The Practice has a mandatory training programme which includes maintaining awareness of IG, data protection, confidentiality and security issues for all staff. This is carried out by regular training sessions covering the following subjects: 

  1. personal responsibilities; 
  2. confidentiality of personal information; 
  3. relevant IG Policies and Procedures; 
  4. general good practice guidelines covering security and confidentiality; 
  5. records management. 

All staff will be required to complete annual IG training (including data protection and confidentiality training) commensurate with their duties and responsibilities. All new starters will be given IG training as part of the Practice mandatory induction process.  

PROCESS FOR MONITORING COMPLIANCE 

  • The IG Lead will establish a performance management framework, reported through the Information Governance Steering Group on a six monthly basis. 

EQUALITY IMPACT ASSESSMENT 

The Practice recognises the diversity of the local community it serves. Our aim therefore is to provide a safe environment free from discrimination and treat all individuals fairly with dignity and appropriately according to their needs. 

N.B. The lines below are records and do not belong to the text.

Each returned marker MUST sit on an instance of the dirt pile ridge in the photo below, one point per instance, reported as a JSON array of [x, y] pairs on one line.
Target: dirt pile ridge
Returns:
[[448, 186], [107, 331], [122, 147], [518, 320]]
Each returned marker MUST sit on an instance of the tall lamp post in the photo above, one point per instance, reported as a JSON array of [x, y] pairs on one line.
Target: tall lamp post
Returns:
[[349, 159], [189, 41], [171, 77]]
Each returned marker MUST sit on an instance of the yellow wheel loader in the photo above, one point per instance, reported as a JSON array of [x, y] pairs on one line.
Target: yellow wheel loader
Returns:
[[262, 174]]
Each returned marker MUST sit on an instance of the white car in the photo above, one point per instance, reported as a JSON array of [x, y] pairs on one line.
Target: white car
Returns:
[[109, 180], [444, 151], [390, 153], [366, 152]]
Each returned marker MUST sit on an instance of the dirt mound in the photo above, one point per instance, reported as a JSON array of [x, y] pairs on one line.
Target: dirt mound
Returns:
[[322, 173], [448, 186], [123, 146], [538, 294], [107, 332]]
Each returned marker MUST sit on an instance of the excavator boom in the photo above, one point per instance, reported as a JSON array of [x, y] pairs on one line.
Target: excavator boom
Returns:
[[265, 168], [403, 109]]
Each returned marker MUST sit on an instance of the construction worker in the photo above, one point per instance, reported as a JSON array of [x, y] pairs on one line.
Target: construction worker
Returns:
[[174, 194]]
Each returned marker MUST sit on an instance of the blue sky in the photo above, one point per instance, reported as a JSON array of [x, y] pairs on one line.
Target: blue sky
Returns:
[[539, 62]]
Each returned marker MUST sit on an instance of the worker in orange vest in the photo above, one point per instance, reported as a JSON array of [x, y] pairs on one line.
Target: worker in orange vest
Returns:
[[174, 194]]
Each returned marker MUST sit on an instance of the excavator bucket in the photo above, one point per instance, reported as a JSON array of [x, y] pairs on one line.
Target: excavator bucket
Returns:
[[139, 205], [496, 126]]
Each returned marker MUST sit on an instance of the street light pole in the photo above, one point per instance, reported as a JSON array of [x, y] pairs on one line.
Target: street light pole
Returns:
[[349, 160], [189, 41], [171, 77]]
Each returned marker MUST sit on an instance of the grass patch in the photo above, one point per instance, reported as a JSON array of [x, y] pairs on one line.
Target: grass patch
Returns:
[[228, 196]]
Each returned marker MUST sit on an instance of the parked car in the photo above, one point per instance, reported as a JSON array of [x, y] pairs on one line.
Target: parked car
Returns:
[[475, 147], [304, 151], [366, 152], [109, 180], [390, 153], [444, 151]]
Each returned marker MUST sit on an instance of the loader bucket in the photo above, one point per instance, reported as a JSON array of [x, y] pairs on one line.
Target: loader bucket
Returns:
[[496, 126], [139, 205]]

  • As part of its development, this policy and its impact on equality have been reviewed and no detriment was identified. 

LEGAL LIABILITY 

The Practice will generally assume vicarious liability for the acts of its staff, including those on honorary contract. However, it is incumbent on staff to ensure that they; 

  • Have undergone any suitable training identified as necessary under the terms of this policy or otherwise. 
  • Have been fully authorised by their line manager to undertake the activity. 
  • Fully comply with the terms of any relevant Practice policies and/or procedures at all times. 
  • Only depart from any relevant Practice guidelines providing always that such departure is confined to the specific needs of individual circumstances. In healthcare delivery such departure shall only be undertaken where, in the judgement of the responsible clinician it is fully appropriate and justifiable – such decision to be fully recorded in the patient’s notes. 
  • Staff contracts of employment are produced and monitored by the Practice. All contracts of employment include a data protection and general confidentiality clause as part of controls to enhance privacy and information governance.  Agency and contract staff are subject to the same rules. 

SUPPORTING REFERENCES, EVIDENCE BASE AND RELATED POLICIES 

The Senior Information Risk Owner (SIRO) will direct the IG Lead to take actions as necessary to comply with the legal and professional obligations set out in the key national guidance issued by appropriate commissioning bodies in particular; 

  1. The NHS Confidentiality Code of Practice 
  2. Care Record Guarantee 
  3. NHS Records Management Code of Practice Part 2 
  4. NHS IGA UK GDPR Guidance 
  5. Information Security Management: NHS Code of Practice 

There are a number of policies and procedures within the Practice that should be read in conjunction with this document for a complete understanding of how the Practice is organised and the strategies in place to fulfil its obligations. The key documents are listed below: 

  • Patient Access to Medical Records Policy and Proxy Access 2018 
  • Practice Responsibilities Document 
  • Records Policy 
  • Breach Reporting Policy 

Due Regard 

  • This policy has been reviewed in relation to having due regard to the Public-Sector Equality Duty (PSED) of the Equality Act 2010 to eliminate discrimination, harassment, victimisation; to advance equality of opportunity; and foster good relations. 

Review and Monitoring 

  • The Practice Manager is responsible for regular monitoring of the quality of records and documentation and managers should periodically undertake quality control checks to ensure that the standards as detailed in this policy are maintained. 
  • This policy will be reviewed every two years unless new legislation, codes of practice or national standards are introduced.